There is a race condition on the call to to weg_t::add_private_car_route, causing the route stored in the way to diverge.
This can happen when finding a route from two different cities to a common destination city, and the two routes cross each other.

jamespetts

Quote from: ceeac on May 10, 2020, 05:56:02 PM
route.cc line 416ff:

private_car_route_step_counter++;
w = tmp->gr->get_weg(road_wt);

if (w)
{
   // The route is added here in a different array index to the set of routes
   // that are currently being read.

   // Also, the route is iterated here *backwards*.
   w->add_private_car_route(destination_pos, previous);
}
         
// Old route storage - we probably no longer need this.
//route.store_at(tmp->count, tmp->gr->get_pos());

previous = tmp->gr->get_pos();
tmp = tmp->parent;


There is a race condition on the call to to weg_t::add_private_car_route, causing the route stored in the way to diverge.
This can happen when finding a route from two different cities to a common destination city, and the two routes cross each other.

Thank you: this is exceedingly helpful. Testing confirms that this is indeed the problem.

This is a subtle and complex problem. What happens appears to be that the order in which private car routes are added to the world is not (necessarily) the same between the server and client. This would not be a problem if what were actually being added were the same, but there are times when it might not be the same, for example, if a road had been added or deleted (whether by a player or automatically by a town) between the time when the first route had been found and the time when a second route had been found. Because only one route to a destination is stored in any given tile, all routes to that destination from that tile will be based on whatever route was set most recently. This has the effect that it is possible for there to be substantive private car related differences between client and server, which is what causes a loss of synchronisation.

I have now pushed a basic fix for this, consisting of only allowing one concurrent background thread to find private car routes when the game is running in network mode. Testing shows that this prevents the loss of synchronisation, but unfortunately has the effect of significantly reducing the speed with which private car routes are updated in network mode. This should not make a noticeable difference on smaller maps, but is likely to make a very significant difference on larger maps, where it might be several game years between updates of roads.

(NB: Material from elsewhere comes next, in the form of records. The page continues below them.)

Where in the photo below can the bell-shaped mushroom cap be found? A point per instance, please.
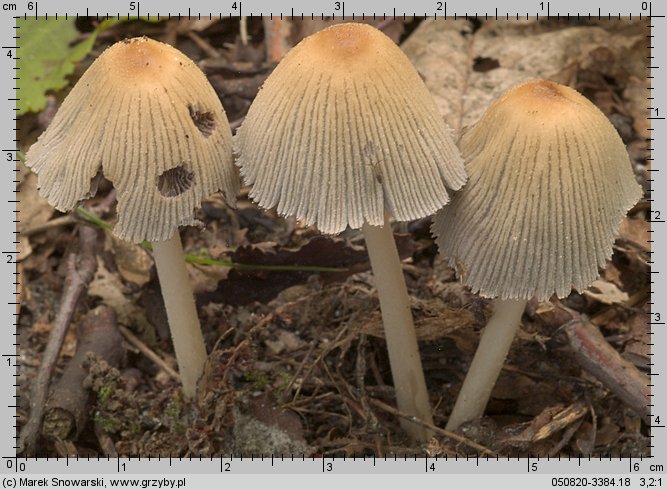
(343, 128)
(146, 116)
(549, 183)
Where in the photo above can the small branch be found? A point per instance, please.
(145, 350)
(67, 412)
(601, 360)
(80, 271)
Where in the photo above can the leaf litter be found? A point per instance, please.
(298, 362)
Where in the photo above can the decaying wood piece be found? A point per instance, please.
(66, 412)
(601, 360)
(80, 271)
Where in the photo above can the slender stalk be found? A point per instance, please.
(406, 366)
(487, 363)
(181, 312)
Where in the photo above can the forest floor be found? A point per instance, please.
(298, 362)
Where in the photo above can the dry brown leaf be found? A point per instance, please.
(133, 262)
(109, 288)
(606, 292)
(637, 231)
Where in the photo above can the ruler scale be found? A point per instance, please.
(643, 472)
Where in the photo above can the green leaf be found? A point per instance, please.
(47, 56)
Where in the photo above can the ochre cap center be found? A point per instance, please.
(141, 59)
(344, 42)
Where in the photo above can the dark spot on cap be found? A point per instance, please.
(175, 181)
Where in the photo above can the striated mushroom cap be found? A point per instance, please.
(549, 183)
(145, 116)
(343, 128)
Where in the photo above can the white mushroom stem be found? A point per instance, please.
(406, 366)
(181, 312)
(487, 363)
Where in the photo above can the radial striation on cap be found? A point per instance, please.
(342, 129)
(145, 116)
(549, 183)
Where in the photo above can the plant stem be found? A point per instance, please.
(487, 363)
(406, 366)
(181, 312)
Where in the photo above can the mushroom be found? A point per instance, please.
(549, 183)
(343, 130)
(146, 117)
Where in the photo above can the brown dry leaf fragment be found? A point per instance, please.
(606, 292)
(244, 286)
(133, 262)
(521, 49)
(109, 288)
(636, 231)
(433, 321)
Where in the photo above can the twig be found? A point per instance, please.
(297, 373)
(601, 360)
(80, 271)
(106, 444)
(67, 412)
(451, 435)
(145, 350)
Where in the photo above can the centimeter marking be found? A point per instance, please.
(14, 463)
(323, 464)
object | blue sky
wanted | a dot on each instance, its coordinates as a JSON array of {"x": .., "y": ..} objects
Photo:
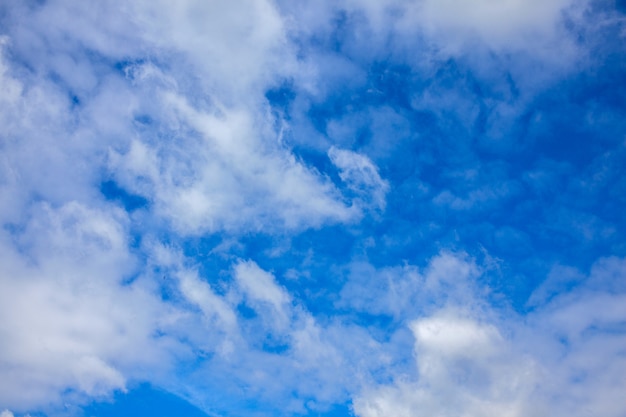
[{"x": 332, "y": 208}]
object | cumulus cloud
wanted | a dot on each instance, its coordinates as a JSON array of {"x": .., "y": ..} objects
[
  {"x": 477, "y": 362},
  {"x": 67, "y": 306}
]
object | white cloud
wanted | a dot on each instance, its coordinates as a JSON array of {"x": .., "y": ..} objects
[
  {"x": 361, "y": 176},
  {"x": 72, "y": 319},
  {"x": 563, "y": 359}
]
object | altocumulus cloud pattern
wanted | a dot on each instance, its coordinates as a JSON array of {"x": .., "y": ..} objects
[{"x": 313, "y": 208}]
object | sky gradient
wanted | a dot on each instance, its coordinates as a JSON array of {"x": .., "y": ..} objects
[{"x": 334, "y": 208}]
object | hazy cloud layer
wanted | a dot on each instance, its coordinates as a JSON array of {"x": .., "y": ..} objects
[{"x": 333, "y": 208}]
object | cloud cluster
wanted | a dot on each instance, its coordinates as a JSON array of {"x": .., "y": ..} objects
[
  {"x": 565, "y": 358},
  {"x": 149, "y": 148}
]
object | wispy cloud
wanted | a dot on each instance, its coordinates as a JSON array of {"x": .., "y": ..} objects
[{"x": 284, "y": 207}]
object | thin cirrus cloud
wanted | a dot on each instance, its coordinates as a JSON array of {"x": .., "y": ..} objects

I would therefore suggest that larger network games be split across several large islands so that there are a number of separate road networks rather than a single massive road network, the latter of which would greatly increase the processing power required for route finding.

I have yet to think of any more sophisticated way of doing this that allows full multi-threaded route finding in network mode. The previous system worked because it wrote the data in a single thread, thus the order in which routes would be written was always the same, but this ended up consuming too much memory with a larger road network (~600 cities in one continent all connected to each other by road). I should be grateful if anyone has any solutions to this. Until then, however, we will have to be content with slower updating of private car routes in network games.

Incidentally, thank you to Ranran for the very helpful reproduction case, which is what I used for my initial testing in my previous post, and thank you again to ceeac for having spotted the cause of the problem: this has saved me an enormous amount of time.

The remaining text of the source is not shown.